Coltrane's "Ascension" is improvised, expansive and free: the
saxophonist "..de-contextualised and fragmented the orthodox
syntactical elements of jazz, viz. tempo, rhythm and pulse, harmonic
progressions and set "changes", keys and tonal centres..."
(sourced here). Where "Ascension" is improvised, expansive and
free, "Descension" is the opposite: it is composed, tight and
controlled. The drums rhythms are so simple and lo-fi as to be almost
almost skeletal, a far cry from Rashied Ali's multidirectional,
near-chaotic drumming; the bass is a monomanically pulsating mantra; and
even the guitar noise - though very psychedelic, sometimes rumbling,
sometimes roaring, at times grating and abrasive - seems almost to be
electronically programmed.
A cross is still a cross, even if it is turned upside down. Both Aluk
Todolo and Coltrane's music are oriented towards an ecstatic mysticism.

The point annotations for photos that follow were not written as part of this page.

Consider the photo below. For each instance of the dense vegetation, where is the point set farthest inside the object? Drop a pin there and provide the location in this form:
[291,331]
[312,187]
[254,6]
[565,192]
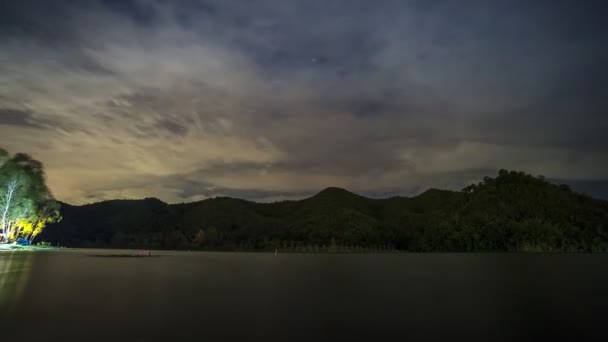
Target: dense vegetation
[512,212]
[26,203]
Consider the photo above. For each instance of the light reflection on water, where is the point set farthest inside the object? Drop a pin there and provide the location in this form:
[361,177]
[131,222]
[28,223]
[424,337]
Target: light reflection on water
[180,296]
[15,268]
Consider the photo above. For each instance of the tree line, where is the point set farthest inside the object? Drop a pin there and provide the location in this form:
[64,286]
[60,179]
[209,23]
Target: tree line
[26,203]
[513,211]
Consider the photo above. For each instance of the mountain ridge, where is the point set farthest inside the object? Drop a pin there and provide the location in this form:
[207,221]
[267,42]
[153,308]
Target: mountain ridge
[512,212]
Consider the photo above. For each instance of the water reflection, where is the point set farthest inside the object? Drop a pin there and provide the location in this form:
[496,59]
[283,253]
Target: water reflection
[15,268]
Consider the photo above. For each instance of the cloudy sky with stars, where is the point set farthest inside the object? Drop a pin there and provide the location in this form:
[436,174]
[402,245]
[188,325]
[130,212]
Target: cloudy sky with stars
[269,100]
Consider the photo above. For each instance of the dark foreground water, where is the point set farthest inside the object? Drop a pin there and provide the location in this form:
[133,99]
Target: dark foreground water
[178,296]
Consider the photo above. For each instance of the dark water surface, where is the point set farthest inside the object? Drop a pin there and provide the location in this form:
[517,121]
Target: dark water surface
[180,296]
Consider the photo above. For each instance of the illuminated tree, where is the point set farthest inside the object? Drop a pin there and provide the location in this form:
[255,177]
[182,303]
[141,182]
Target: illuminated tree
[26,204]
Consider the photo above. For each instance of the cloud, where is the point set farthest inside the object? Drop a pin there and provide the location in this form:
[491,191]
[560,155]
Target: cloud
[185,100]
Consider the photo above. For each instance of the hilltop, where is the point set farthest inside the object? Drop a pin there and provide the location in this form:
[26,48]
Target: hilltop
[512,212]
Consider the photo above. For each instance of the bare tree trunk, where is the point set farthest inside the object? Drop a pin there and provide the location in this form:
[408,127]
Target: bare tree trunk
[8,197]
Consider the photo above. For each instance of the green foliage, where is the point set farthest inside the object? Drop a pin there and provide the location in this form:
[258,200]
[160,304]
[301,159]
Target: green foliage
[26,203]
[512,212]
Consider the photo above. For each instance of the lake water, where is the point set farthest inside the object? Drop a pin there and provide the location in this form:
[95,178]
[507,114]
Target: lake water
[180,296]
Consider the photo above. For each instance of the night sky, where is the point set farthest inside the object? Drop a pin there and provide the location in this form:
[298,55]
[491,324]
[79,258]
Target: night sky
[269,100]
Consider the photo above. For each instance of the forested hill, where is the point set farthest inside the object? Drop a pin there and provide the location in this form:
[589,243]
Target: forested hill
[512,212]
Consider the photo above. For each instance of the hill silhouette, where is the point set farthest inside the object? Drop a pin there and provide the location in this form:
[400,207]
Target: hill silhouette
[512,212]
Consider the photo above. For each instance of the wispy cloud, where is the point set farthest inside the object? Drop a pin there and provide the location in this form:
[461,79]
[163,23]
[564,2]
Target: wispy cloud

The band's name points towards the Eastern philosophy John Coltrane was
so very much interested in: Aluk Todolo is the name of the religious
tradition of the Toraja people, polytheistic animists who live in the
mountainous region of South Sulawesi, Indonesia. But where Coltrane was
open to all the world's cultures because he was an inclusionary
humanist, Aluk Todolo uses the intercultural reference to send an
anti-enlightenment message. And where Coltrane, in Freudian terms, was
animated by the 'pleasure principle', Aluk Todolo is propelled by a
'death drive': the Toraja people is famous for their elaborate funeral
rites and their burial sites carved into rocky cliffs.
Coltrane was very much interested in the Yoruba religion, in which
Afro-American divinities enter the body of the priests consecrated to
that spiritual being. Furthermore, Ascension's playing style is a sort
of glossolalia - speaking in tongues, ecstatically possessed by the Holy
Ghost. Likewise, in a Terrorizer interview Aluk Todolo's spokesman said
that the album "...was recorded during summer 2006 in the Alps, in
a cave. There, what lurks between the folds of the audible can become
real. We started recording at dusk, exhausted after several hours of
invocation. When we finally disappeared behind the forces we summoned,
we reached the conditions to record 'Descension'." Disappearing
behind spiritual beings doubtlessly refers to possession. Both
Coltrane's band at the time "Ascension" was recorded, and Aluk
Todolo can be described as trance possession cults. But where Coltrane
strove to incarnate a God who is "A Love Supreme", Aluk Todolo
channels malicious, hateful spirits.
Where the spiritual nature of "Ascension" is essentially
optimist, presenting an ecstatic yearning for a better world, for the
Kingdom Come, "Descension" points downwards, towards an
acephalic and ruined society, towards an abyss abandoned by God.
Descension's beautiful album cover art is an apt symbol of that: it is a
black and white photograph of a headless, broken and weathered statue of
the Buddha or an Eastern deity set against an old brick wall.
Aluk Todolo's "Descension" is a withering lotus flower, it's
leaves falling in mesmerizing stop-motion.